En cientos de miles se pueden contar los jóvenes y no tanto que matricularon en estas escuelas de trabajadores sociales, maestros emergentes y trabajadores sociales. Y luego, a la par de sus labores, matricularon carreras de humanidades como Derecho (así obtuvo su título Humberto López), Comunicación Social, Psicología, en las que ni a la larga ni a la corta se desempeñarían, pues según varios funcionarios me refirieron en su momento, solo servirían para “mejorar” sus labores como instructores, maestros o trabajadores sociales.

Súmese que, sobre todo en el caso de los instructores, había que firmar un “compromiso”, primero de 8, luego de 5 años, período en el que no podrían renunciar a sus trabajos en escuelas.

Durante las  clases a trabajadores sociales que gracias a la Universalización estudiaban Comunicación Social, se  advertía  por los jefes que no podían desaprobar, que no se podían  “ponchar”. Cada quien no recibiría lo que mereciera por su esfuerzo y capacidades intelectuales, sino que su destino estaba escrito, facilitado, regalado, para justificar a toda costa los proyectos de la revolución.

De la Batalla de Ideas quedan las inmensas escuelas de trabajadores sociales e instructores de arte, construidas o remodeladas a toda carrera, y clausuradas con la misma celeridad, cuando todos se convencieron que la Batalla de Ideas era la crónica de una muerte anunciada.

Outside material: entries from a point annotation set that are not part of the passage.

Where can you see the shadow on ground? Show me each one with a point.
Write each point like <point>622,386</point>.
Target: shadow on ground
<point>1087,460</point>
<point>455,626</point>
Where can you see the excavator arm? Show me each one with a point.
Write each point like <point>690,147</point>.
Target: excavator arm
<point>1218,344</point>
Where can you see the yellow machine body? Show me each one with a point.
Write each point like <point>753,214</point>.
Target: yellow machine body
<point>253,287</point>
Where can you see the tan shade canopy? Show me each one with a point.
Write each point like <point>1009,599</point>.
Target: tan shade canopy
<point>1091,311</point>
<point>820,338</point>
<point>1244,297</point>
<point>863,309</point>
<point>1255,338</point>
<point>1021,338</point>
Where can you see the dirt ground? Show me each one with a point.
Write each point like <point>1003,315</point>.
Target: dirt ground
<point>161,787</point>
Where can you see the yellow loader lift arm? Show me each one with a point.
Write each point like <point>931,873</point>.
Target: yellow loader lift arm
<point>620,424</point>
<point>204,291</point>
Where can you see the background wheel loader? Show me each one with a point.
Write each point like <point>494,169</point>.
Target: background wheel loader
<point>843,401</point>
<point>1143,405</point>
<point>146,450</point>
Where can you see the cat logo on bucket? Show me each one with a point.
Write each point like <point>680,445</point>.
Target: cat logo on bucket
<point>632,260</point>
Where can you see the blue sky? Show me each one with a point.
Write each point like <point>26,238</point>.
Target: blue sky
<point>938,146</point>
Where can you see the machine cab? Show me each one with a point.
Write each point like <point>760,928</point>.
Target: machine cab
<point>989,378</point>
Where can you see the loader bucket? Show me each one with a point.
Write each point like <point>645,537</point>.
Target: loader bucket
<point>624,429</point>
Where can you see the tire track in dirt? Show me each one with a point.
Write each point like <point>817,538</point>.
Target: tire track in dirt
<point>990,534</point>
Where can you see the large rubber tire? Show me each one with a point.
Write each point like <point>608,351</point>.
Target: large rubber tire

Queda la curiosidad sobre el destino de tantísimos jóvenes que acudieron a la convocatoria de estos programas, de todos los profesores que se sumaron a educar con la celeridad de 100 metros planos, cuando el estudio de cualquier oficio o profesión humana es más bien una carrera de resistencia.

Ahora, la Universidad vuelve a retirar todos sus filtros, y deja que las aguas entren con todo su fragor, desafiando el tan sencillo principio de que la cantidad da al traste con la calidad. El fantasma se materializa y el sonido se batalla se escucha a lo lejos.